Railroad Tigers (2016)

In December 1941 a group of Chinese railroad workers, led by the station porter Ma Yuan (Jackie Chan) engage in carefully staged raids of Japanese train shipments to disrupt Japan's military efforts to occupy China and invade other Asian nations to the south. When an injured soldier tells the group of a failed mission to blow up a strategically vital bridge, they take it upon themselves to complete the mission on the Chinese army's behalf.

Railroad Tigers is a hugely enjoyable slice of populist action-comedy, headlined by Jackie Chan in one of his most entertaining films in years. While the film has problems - in fact it has quite a few of them - none of them manage to fully obstruct what is ultimately a hell of a lot of fun. This is his third collaboration with director Ding Sheng, following Little Big Soldier in 2010 and Police Story 2013. To my mind this is the strongest of the three. It has plenty of action, a strong line in slapstick comedy, and makes the best use of its ageing star that I can remember.

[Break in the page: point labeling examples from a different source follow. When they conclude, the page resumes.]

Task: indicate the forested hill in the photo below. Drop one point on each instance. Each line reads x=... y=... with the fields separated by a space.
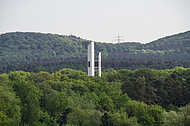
x=24 y=51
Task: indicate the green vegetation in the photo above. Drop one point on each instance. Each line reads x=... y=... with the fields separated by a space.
x=69 y=97
x=36 y=52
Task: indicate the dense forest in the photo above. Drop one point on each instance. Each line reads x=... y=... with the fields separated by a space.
x=143 y=97
x=34 y=52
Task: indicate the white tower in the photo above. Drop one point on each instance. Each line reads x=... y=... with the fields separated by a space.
x=93 y=65
x=99 y=64
x=91 y=59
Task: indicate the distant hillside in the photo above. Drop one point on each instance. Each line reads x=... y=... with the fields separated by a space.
x=20 y=50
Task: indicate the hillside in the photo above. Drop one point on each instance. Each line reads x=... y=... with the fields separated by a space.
x=24 y=51
x=144 y=97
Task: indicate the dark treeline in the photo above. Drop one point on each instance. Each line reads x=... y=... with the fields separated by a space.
x=34 y=52
x=69 y=97
x=52 y=65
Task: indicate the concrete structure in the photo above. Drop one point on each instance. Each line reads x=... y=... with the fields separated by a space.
x=93 y=65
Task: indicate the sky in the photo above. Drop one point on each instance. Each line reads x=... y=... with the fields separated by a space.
x=97 y=20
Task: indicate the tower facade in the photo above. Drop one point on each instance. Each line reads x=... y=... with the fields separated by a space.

Here's the thing: Jackie Chan is 62 years old. This seems to be a fact upon which every critic and reviewer dwells when judging his recent films. It is true that as an actor in his early sixties he is no longer capable of the over-the-top stunts and martial arts sequences upon which he built his reputation. Each of his new films seems to be met with cries that his films are not what they were, and that he is beginning to strain credulity with each subsequent new release. This is an opinion with which I emphatically disagree, and I think Railroad Tigers is excellent proof of that. It makes exceptional use of Chan's acting talents - particularly his gift for comedy - and while the film is packed with plenty of action it wisely shifts Chan from a star in his own right to a mentor figure and leader to an entire group of younger performers. As Ma Yuan he delivers an age-appropriate performance, with dignity, wisdom and confidence. If this is the direction in which he continues to push his career I think he will be a welcome presence on the screen for many more years to come.

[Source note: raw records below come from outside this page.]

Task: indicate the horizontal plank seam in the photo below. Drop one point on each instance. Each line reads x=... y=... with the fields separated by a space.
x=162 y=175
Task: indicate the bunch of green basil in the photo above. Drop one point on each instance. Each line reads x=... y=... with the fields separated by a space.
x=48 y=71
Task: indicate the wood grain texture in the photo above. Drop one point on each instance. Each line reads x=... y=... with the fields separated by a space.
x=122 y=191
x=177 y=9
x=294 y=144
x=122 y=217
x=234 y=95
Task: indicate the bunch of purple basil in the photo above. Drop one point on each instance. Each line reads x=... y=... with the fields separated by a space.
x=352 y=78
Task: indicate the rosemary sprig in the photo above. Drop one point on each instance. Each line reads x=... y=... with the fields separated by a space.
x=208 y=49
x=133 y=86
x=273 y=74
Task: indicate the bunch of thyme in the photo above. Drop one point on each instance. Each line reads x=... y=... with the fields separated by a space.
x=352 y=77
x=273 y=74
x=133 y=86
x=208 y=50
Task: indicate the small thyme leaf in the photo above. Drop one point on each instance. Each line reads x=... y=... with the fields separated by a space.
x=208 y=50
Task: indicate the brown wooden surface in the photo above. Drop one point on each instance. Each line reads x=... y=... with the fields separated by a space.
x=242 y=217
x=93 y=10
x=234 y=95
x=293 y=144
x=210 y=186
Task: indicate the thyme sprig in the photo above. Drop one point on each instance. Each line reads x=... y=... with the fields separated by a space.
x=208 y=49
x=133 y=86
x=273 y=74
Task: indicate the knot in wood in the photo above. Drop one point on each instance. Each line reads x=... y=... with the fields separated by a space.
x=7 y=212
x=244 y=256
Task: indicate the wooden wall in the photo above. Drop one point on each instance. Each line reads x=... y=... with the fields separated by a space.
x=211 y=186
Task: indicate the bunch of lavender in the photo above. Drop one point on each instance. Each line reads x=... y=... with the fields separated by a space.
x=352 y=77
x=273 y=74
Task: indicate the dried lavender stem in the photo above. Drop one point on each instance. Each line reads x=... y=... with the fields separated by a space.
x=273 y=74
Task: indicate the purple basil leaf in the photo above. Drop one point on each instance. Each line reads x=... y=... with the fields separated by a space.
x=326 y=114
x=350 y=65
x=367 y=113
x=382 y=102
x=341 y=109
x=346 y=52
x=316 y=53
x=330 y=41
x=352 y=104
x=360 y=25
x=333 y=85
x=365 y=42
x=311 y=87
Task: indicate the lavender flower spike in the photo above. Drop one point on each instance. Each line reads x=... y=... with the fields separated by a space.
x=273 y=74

Also hugely entertaining is Hiroyuki Ikeuchi as the dogged Japanese commander obsessed with tracking down and capturing the so-called "Railroad Tigers". His performance veers relatively close to excess, but he keeps it just reined in enough to remain on the right side of believable. The film spends quite a lot of time making fun of the Japanese soldiers and presenting them as foolish incompetent, however despite a long-running and genuine antagonism between China and Japan in this case the mockery feels about as racist towards the Japanese as Raiders of the Lost Ark was racist towards Germans. It occasionally puts a foot wrong - there is a rather bizarre and out-of-place gag about a Japanese officer attempting to commit ritual suicide, for example - but in the main it feels like broad comedy and relatively silly fun.

Generally speaking Railroad Tigers fits comfortably into a series of recent nationalistic pictures, that emphasise Chinese bravery in the face of foreign aggression. Andrew Lau's Legend of the Fist: The Return of Chen Zhen featured another World War II battle against the Japanese occupation, for example. To my mind the best of these films by far has been Teddy Chan's Bodyguards and Assassins. To an extent all of these films have a propaganda element to them, but to their credit it is often an element that actually works in their favour to make exciting and dramatic action films.

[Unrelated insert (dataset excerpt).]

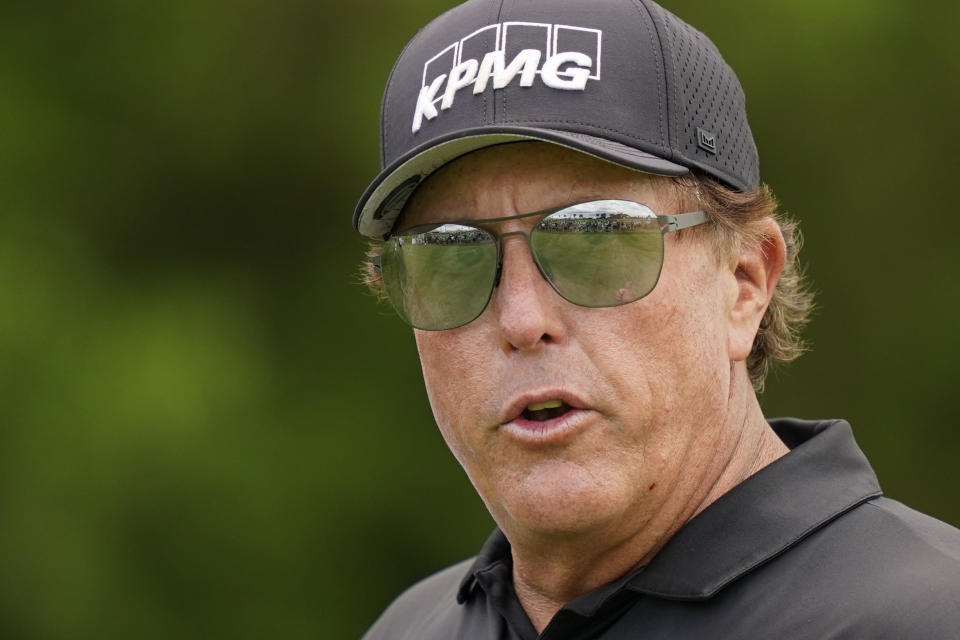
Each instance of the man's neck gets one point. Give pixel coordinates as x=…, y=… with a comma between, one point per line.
x=550, y=573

The film does have its fair share of problems. After a strong opening, it has a tendency to lag somewhat until it reaches its lengthy and prolonged climactic mission. The team of railway workers who undertake the raids with Ma Yuan never really get fully developed, and instead operate largely as archetypes. They have a tendency to call one another 'Brother' a lot, which has the potentially unintentional effect of making it near-impossible to learn and remember their names. The film is also unnecessarily framed by a short and pointless present-day sequence, complete with a jarringly inexplicable celebrity cameo. All faults for sure, but none big enough to stop the movie from being an awful lot of fun. Chan is on a really productive streak at the moment, with at least two more feature films coming down the line in 2017. Fingers crossed they utilise him as sensibly and usefully as Railway Tigers did.

Railway Tigers is screening now in Australian cinemas.